Storks deliver babies, or at least they used to. Now, they deliver packages for a global internet retail giant. Junior (Andy Samberg), the company’s top delivery stork, lands in hot water when the Baby Factory produces an adorable but wholly unauthorized girl. Desperate to deliver this bundle of trouble, Junior and his friend Tulip (Katie Crown), the only human on Stork Mountain, race against time to make their first baby drop before the boss (Kelsey Grammer) finds out.
Maybe it was because of my upbringing but I was never introduced to storks and the idea that they delivered babies. I’m surprised that nobody has ever thought to do a movie, animated or not, about them (as far as I know). What got me interested was the first trailer, this one had me, especially with the cast featuring the likes of Samberg, Grammer (who could say just about anything), Keegan Michael-Key, and Jordan Peele just to name a few.
Continuing the trend of animated shorts before animated films, this one was a 5-minute short featuring lego characters entitled The Master. This one was about a kung-fu master named Master Wu (Jackie Chan) getting into a conflict with Chicken (Abbi Jacobson). Wu is so obsessed about maintaining order but when the chicken won’t stop interrupting him, chaos ensues. This was kind of funny the first few times but it just tried to do the same joke over and over again, getting old fairly quickly.
These storks don’t deliver babies anymore and now focus on delivering packages. Junior (Samberg) is the company’s best delivery stork, putting him in the good graces of his boss named Hunter (Grammer) and on his way to becoming the new boss. But when a baby girl is accidentally created, it is up to Junior and his human friend Tulip (Crown) to deliver the adorable, little baby before his boss notices and jeopardizes his position within the company.
Being the only human on stork mountain has made Tulip an outcast on stork mountain. She always tries her best to help but she always seemed to make things worse. This has left her at odds with the other storks. The problem for Junior was that in order to become the new boss, he would have to fire Tulip but he could not bring himself to do it. As they must go out and deliver the baby, this feeling lingers below the surface. Because of her apparent incompetence, Junior doesn’t quite trust Tulip but of course this gets better as they grew closer together. This led to some fun exchanges between the two and the baby who was admittedly cute.
Along their journey, the two faced many challenges. The first being a wolfpack led by the alpha wolf (Key) and the beta wolf (Peele). A lot of their best material was in the trailers but was still kind of funny here. Without giving too much away, the problem with them was that they stretched out the wolf characters way longer than was probably necessary which made them get old very fast and stopped being fun by the second or third time (there were plenty of more times).

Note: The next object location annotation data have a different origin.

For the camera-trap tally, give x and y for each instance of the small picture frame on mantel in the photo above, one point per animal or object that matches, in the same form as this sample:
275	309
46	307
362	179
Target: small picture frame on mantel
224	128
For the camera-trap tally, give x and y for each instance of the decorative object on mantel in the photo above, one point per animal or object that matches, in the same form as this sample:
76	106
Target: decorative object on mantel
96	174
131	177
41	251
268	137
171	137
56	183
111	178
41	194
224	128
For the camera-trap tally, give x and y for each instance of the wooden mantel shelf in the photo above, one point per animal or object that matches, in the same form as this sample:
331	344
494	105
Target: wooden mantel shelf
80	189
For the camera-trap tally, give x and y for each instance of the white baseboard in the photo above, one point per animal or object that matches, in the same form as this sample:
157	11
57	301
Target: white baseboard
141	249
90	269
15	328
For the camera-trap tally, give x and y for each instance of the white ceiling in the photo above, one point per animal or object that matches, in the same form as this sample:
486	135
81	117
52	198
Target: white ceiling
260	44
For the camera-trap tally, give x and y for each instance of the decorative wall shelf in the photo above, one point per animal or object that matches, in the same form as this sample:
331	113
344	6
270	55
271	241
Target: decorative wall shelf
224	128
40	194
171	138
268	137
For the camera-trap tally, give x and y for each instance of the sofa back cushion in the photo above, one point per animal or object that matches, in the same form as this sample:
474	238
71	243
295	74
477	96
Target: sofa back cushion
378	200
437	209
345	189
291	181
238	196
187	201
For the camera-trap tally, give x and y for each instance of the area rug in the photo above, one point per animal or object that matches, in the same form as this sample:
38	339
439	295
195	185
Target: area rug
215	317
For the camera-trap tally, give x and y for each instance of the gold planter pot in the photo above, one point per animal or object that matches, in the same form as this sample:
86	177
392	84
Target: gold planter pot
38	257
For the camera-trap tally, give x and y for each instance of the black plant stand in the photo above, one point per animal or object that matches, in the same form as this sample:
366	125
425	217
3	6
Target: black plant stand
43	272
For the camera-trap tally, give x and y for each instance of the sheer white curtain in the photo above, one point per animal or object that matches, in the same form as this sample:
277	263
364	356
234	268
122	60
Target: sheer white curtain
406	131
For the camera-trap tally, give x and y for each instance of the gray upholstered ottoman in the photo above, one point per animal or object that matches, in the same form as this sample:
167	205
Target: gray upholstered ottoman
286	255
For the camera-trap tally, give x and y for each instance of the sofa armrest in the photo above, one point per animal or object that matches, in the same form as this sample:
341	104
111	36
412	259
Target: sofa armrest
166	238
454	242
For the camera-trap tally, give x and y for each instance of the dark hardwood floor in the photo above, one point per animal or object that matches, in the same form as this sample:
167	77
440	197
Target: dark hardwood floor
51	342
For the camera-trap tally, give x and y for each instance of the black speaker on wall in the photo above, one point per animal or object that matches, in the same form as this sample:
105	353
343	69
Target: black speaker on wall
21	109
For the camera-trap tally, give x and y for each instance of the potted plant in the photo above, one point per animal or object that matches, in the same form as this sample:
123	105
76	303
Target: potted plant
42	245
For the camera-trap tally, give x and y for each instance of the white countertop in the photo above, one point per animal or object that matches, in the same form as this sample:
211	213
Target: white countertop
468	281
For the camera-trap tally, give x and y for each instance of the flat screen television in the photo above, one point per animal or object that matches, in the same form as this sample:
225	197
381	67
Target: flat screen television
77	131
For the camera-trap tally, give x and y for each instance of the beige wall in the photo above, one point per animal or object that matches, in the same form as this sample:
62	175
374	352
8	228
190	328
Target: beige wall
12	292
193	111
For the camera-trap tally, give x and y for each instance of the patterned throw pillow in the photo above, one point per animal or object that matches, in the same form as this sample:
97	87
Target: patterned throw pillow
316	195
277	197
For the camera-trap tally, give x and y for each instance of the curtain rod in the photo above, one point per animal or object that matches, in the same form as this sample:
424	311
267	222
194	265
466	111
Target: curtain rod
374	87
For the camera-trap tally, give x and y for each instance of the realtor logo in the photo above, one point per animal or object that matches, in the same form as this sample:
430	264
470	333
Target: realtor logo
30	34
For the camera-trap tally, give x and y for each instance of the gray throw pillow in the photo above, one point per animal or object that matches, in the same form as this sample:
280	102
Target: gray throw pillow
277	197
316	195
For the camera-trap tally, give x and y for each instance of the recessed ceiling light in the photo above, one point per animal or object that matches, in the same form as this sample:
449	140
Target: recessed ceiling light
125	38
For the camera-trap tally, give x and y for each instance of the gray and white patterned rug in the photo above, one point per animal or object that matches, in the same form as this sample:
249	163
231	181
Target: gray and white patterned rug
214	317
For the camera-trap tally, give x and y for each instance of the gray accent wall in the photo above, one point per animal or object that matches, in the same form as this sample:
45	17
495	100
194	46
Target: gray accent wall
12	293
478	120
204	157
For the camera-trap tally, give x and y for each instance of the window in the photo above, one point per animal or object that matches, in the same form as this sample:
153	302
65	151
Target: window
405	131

Also they had to face a tiny pigeon named Toady (Stephen Kramer Glickman). He catches on to Junior and Tulip and follows them and relays back to Hunter. The problem with Toady was that he was a very annoying character with cringe-worthy dialogue. This all connected to the main antagonist which was Hunter. It just didn’t make sense why the storks, more specifically Hunter, would be so opposed to the baby in the first place.
Rounding out the plot was a boy named Nate Gardner (Anton Starkman). He was lonely since he was a single child to two constantly busy real-estate agents named Sarah (Jennifer Aniston) and Henry (Ty Burrell). They are so busy that they keep ignoring Nate so he decides to try and get a new baby brother, setting the wheels of the plot in motion. Of course their relationship goes exactly how one would expect.
The animation here was well done. It was full of color and detail in the characters and environments, even in 3D which helped bring out scenes within the stork factory. The story itself is original in that it deals with storks and babies but its plot and underlying themes were not. Kids films are usually highly and predictable and this was no exception. The humor didn’t always work either with it hitting more often than missing as it repeatedly felt forced and was repetitive. Despite the cheesy dialogue, the voice acting was able to overcome it, most notably Samberg and Grammar.
Overall, this was a decent, hit or miss animated film with a familiar story and decent performances.